Anophthalmia in litters of female rats treated with the food-derived carcinogen, 2-amino-1-methyl-6-phenylimidazo[4,5-b]pyridine.

Anophthalmia in litters of pregnant rats treated with 2-amino-1-methyl-6-phenylimidazo[4,5-b]pyridine (PhIP), a food-derived carcinogen, was incidentally encountered in a risk-assessment study with 2-generation exposure to PhIP. Female Fischer 344 animals were given 200 ppm PhIP in the diet for 4 wk before mating with nontreated males and also during gestation and lactation periods. Mean numbers of newborn rats per litter in control and PhIP-treated groups were 7.9 +/- 2.9 and 7.1 +/- 1.6 in trial 1 and 8.3 +/- 1.9 and 6.1 +/- 2.4 in trial 2. Among 49 (trial 1) and 63 (trial 2) offspring from PhIP-treated dams, 9 (18.4%) and 32 (50.8%) demonstrated anophthalmia, and 1 (2.0%) and 8 (12.7%) demonstrated hydrocephaly. Five of 7 (71.4%) and 13 of 14 (92.9%) dams delivered pups with malformations in trials 1 and 2, respectively. Also, in a previous study that was carried out with the same protocol and that used the Sprague-Dawley strain of rats, anophthalmia and hydrocephaly were observed in 2 and 1 out of 175 pups, respectively, from 100 ppm PhIP-treated dams. No congenital malformations were found in control groups of the same size in either experiment. In addition to having been previously identified as a cause of carcinogenic activity, our findings suggest that PhIP is capable of causing anophthalmia in rats when administered during the gestational period.

A comparison of the in vivo and in vitro response of rat embryos to 5-fluorouracil.

This study serves to further define the capabilities of the whole embryo culture system using the well-known teratogen, 5-fluorouracil (5-FU), an antineoplastic agent. An initial in vivo study was performed whereby pregnant rats were injected intraperitoneally with 10-30 mg/kg 5-FU on day 9 of gestation. On day 20 of gestation, the effects of this drug on the growth and development of embryos were evaluated. The number of externally malformed fetuses increased in a dose-related manner, and the most common defect was micro-/anophthalmos in fetuses of dams treated with 5-FU. Growth retardation was also noted in the 5-FU treated groups. An in vitro study was performed in which drug concentrations were varied (0.15-0.30 microg/ml). Externally abnormal embryos were observed in whole embryo culture system from embryonic day 9 to 11. The most common defect was hypoplastic optic vesicles. In the whole embryo culture system, crown-rump length, somite number, protein contents, and morphological score were decreased in a dose-dependent fashion. Finally, histological evaluation and observation of the pattern of cell death of the optic vesicle of 11-day-old embryos in in vivo and in vitro were performed. These parameters revealed no differences in response between in vivo and in vitro embryos treated with 5-FU, suggesting that the whole embryo culture system was an appropriate model for developmental toxicity studies of 5-FU.

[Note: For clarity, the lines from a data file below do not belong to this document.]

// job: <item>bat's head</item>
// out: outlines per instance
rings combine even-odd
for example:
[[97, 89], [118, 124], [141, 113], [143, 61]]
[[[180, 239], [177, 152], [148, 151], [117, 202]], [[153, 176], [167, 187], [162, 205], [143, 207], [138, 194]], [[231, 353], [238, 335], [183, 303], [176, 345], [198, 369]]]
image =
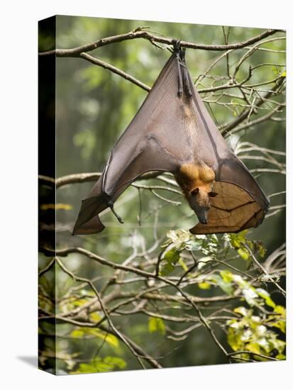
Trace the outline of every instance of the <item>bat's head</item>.
[[197, 214], [201, 223], [206, 225], [208, 223], [208, 211], [211, 208], [211, 198], [216, 196], [218, 194], [208, 191], [204, 187], [197, 187], [187, 195], [187, 200], [190, 207]]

Normal and abnormal midfacial development in the cadmium-treated hamster.

Clefts of the midface ranging in severity from a notched lip to complete facial disorganization were observed in the offspring of golden hamsters injected with cadmium chloride on the morning of the eighth day of gestation. Other malformations frequently observed were microphthalmia, anophthalmia, and diencephalic encephaloceles. Histologic examination of embryos on the 10th, 11th, 12th, and 13th days of gestation revealed a marked deficiency of mesenchyme in the frontonasal process, which led to a foreshortened and deformed nasal septum. These data confirm that the teratogenicity of cadmium is highly specific for the region of the anterior neural segment on the eighth day of gestation. The deficiency of mesenchyme in the frontonasal process may be the result of disruption in neural crest cell development in this region.

Eye malformations in rats: induction by prenatal exposure to nickel carbonyl.

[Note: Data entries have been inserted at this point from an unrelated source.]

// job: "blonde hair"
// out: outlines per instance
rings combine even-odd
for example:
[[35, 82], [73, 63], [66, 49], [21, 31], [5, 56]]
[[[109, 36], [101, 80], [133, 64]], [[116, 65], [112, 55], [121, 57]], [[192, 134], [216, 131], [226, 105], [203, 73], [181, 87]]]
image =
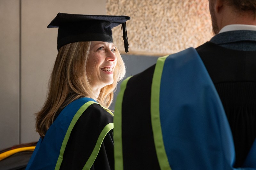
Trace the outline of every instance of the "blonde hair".
[[[56, 113], [72, 101], [83, 97], [94, 96], [86, 73], [86, 66], [91, 42], [77, 42], [66, 45], [59, 50], [50, 78], [47, 97], [36, 115], [36, 128], [43, 137], [53, 122]], [[125, 74], [124, 63], [116, 48], [117, 64], [114, 82], [102, 88], [97, 101], [108, 108], [113, 101], [118, 82]]]

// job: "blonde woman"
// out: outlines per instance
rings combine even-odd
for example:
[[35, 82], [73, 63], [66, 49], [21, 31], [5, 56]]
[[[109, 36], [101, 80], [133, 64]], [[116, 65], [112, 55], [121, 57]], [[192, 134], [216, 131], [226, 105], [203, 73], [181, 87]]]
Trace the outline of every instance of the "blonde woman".
[[113, 115], [107, 108], [125, 73], [111, 28], [126, 16], [59, 13], [58, 54], [47, 98], [36, 113], [41, 137], [26, 169], [114, 169]]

Exposure of pregnant rats to inhalation of nickel carbonyl on days 7 or 8 of gestation frequently causes the progeny to develop ocular anomalies, including anophthalmia and microphthalmia. The incidence of extraocular anomalies is very low. The specificity of nickel carbonyl for induction of ocular anomalies in rats appears to be unique among known teratogenic agents.